– Оставим ее пока здесь, – решил врач.
А дальше началось следствие. То есть бесконечное ожидание. Не допрашивать же сумасшедших! Следователь и сам постепенно стал сходить с ума от такого расклада. Спустить на тормозах, замолчать случившееся невозможно. Дело, говоря языком журналистов, получило широкий общественный резонанс, и даже столичные газеты об этом писали. Фотографии героев загадочной истории не сходили с первых полос. Тихий провинциальный городок был теперь у всех на слуху. Его так и окрестили: Город Маньяков. Разумеется, местные жители были недовольны.
– Мы не маньяки! – кричали они под окнами здания городской администрации, размахивая плакатами перед нацеленными на них телекамерами.
– Надо разъяснить им! – брызгал слюной мэр на своих подчиненных. – А главное – журналистам! Разъяснить, что никаких маньяков здесь нет! Что в городе все спокойно!
Подчиненные молчали. А выйдя из кабинета шефа, смущенно переглядывались.
– Я и сам боюсь, – вполголоса сказал один зам другому. – Дочь отправил к бабушке в Киев, от греха подальше.

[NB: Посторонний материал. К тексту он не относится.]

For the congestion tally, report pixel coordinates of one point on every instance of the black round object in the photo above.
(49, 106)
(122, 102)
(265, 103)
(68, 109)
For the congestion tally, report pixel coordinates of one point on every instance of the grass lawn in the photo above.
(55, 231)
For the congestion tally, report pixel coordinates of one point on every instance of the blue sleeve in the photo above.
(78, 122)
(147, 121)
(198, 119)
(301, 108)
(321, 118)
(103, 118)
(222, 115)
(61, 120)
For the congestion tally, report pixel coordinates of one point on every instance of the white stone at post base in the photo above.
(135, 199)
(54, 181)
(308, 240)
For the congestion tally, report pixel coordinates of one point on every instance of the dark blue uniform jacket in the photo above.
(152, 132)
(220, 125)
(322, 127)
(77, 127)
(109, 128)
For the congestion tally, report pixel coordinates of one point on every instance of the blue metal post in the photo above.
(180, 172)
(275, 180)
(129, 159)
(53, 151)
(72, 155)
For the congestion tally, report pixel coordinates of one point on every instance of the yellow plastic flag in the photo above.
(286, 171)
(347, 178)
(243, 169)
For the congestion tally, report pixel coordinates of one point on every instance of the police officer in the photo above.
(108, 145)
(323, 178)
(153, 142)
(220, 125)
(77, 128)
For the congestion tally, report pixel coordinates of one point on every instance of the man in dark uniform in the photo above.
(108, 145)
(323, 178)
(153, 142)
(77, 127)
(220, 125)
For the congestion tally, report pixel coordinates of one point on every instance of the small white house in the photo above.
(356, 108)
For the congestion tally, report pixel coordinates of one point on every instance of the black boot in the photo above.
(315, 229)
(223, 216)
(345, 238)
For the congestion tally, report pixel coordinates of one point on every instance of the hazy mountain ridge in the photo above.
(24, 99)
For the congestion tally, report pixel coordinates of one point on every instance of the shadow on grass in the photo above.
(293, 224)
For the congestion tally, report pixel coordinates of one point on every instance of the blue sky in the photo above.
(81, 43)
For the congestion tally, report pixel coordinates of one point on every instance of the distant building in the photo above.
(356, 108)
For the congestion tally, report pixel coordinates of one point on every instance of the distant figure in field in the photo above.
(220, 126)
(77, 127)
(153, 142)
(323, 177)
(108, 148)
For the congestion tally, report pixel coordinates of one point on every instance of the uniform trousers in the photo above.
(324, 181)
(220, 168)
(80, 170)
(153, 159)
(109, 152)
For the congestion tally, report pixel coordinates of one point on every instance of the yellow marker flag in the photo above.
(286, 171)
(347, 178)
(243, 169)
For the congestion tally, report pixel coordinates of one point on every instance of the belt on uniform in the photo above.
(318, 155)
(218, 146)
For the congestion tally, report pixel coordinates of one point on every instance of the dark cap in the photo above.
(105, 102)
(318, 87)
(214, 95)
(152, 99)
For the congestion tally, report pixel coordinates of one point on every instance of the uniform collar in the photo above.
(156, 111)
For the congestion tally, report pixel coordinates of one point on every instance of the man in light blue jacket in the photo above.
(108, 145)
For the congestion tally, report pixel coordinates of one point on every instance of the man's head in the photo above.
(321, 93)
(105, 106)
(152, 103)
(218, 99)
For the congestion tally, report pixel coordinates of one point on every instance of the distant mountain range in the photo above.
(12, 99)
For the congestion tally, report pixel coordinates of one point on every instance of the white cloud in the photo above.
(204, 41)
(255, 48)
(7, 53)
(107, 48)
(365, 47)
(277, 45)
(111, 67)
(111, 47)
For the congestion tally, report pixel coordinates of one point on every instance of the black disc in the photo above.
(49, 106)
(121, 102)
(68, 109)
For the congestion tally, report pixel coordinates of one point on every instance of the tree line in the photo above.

– А я сына за границу вместе с женой, – признался его собеседник. – Вечером из дома не выхожу, веришь, нет?
– Так их же всех в дурдоме заперли, – нервно хихикнул коллега.
– Того тоже заперли. И что? Пусть закрывают лечебницу на хрен. Или переводят психов в другую область. Мы уже нахлебались.
– Точно!
Вот так говорили в городе.
А Лидия Михайлова молчала.
– Кто убил Тычковского? – Молчание. – А соседа вашего кто застрелил? Кибу по голове кто бил?
Михайлова подняла на врача мертвые глаза. Она была абсолютно невозмутима. И по-прежнему молчала.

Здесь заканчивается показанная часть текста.